I've been struggling with an issue lately at work. Most of the codebase was made in visual basic 6, and migrating the codebase to something new is timely and costly. We're doing it, but we still need to update the good old software for the company's needs.
Running the software is not a problem. To most people surprise, Microsoft's retro compatible with most of its legacy system, such as Visual Basic 6. But adding updates to the software on a modern computer, that's another story.
First, this compiler is not free. It's from a time when buying a compiler wasn't the crazy idea it is today. Second, it's software for Windows 98/XP, so there are compatibility issues. It runs fine on Windows 10 but with some hassles. I could use a VM with XP and solve the compatibility issues, but that would be working around the problem, not solving it.

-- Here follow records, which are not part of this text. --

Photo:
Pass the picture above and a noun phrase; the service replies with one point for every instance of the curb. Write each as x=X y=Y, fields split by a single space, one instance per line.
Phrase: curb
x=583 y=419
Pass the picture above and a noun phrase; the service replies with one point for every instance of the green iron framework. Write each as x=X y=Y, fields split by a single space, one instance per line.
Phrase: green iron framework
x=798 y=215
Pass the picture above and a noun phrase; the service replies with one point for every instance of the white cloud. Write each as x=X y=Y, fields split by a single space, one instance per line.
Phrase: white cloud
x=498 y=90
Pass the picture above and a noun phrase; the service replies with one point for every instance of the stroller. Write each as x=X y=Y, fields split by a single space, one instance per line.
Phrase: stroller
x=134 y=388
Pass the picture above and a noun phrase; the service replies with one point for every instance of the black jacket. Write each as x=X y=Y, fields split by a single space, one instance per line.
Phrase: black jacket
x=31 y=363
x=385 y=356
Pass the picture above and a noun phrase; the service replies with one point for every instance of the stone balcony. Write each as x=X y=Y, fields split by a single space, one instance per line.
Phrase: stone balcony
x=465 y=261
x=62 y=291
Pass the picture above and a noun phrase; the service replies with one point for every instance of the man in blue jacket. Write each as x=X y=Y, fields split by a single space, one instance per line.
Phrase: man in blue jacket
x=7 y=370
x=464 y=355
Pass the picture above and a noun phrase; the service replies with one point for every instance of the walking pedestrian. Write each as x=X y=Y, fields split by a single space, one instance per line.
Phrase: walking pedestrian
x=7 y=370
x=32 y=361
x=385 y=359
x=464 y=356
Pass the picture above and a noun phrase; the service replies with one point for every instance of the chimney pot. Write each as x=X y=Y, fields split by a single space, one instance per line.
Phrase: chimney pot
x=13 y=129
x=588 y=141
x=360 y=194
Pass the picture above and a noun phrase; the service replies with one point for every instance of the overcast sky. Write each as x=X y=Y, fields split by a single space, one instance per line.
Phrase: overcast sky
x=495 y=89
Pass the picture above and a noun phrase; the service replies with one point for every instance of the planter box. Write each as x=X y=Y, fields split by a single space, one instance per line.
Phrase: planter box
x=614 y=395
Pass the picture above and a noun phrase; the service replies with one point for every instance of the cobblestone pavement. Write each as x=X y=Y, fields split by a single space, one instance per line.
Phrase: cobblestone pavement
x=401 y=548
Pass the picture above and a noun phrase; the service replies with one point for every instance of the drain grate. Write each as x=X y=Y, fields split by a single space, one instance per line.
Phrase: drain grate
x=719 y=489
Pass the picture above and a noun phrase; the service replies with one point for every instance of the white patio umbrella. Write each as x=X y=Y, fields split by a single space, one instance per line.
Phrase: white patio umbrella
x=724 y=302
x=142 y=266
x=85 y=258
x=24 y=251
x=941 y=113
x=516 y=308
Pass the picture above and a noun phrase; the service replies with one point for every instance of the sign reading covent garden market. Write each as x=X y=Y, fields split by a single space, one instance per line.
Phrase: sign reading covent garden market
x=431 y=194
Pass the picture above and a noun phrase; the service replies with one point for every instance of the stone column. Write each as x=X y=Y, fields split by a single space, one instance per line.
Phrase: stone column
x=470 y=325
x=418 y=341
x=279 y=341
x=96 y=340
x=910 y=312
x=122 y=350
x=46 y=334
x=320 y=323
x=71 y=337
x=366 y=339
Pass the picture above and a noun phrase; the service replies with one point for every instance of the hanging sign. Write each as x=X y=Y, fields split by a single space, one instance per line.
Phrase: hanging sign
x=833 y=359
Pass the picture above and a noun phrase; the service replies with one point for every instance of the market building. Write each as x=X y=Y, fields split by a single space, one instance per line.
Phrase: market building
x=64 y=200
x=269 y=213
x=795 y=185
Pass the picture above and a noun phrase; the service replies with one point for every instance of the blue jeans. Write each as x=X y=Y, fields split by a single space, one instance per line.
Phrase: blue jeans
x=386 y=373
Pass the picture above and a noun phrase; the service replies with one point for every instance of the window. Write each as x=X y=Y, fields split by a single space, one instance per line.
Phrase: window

My take on this is: if it can run on a modern system, there should be a modern way to maintain it. I'm not asking anything crazy, there's a lot (and I mean A LOT) of VB6 software still running out there, especially outside the US, and migrating all this software is not a realistic solution, just look at COBOL.
So what should we do about this? Nothing we can do really as users (or at least nothing I can do). This will need Microsoft to release some update to the VB6 IDE to work correctly on modern systems or maybe open source the original and let someone else do the work for them... Heck, I know nothing of compilers, but if they do it, I'll learn to maintain that crap to have a better experience maintaining software that doesn't involve making a Vudu sacrifice to a volcano.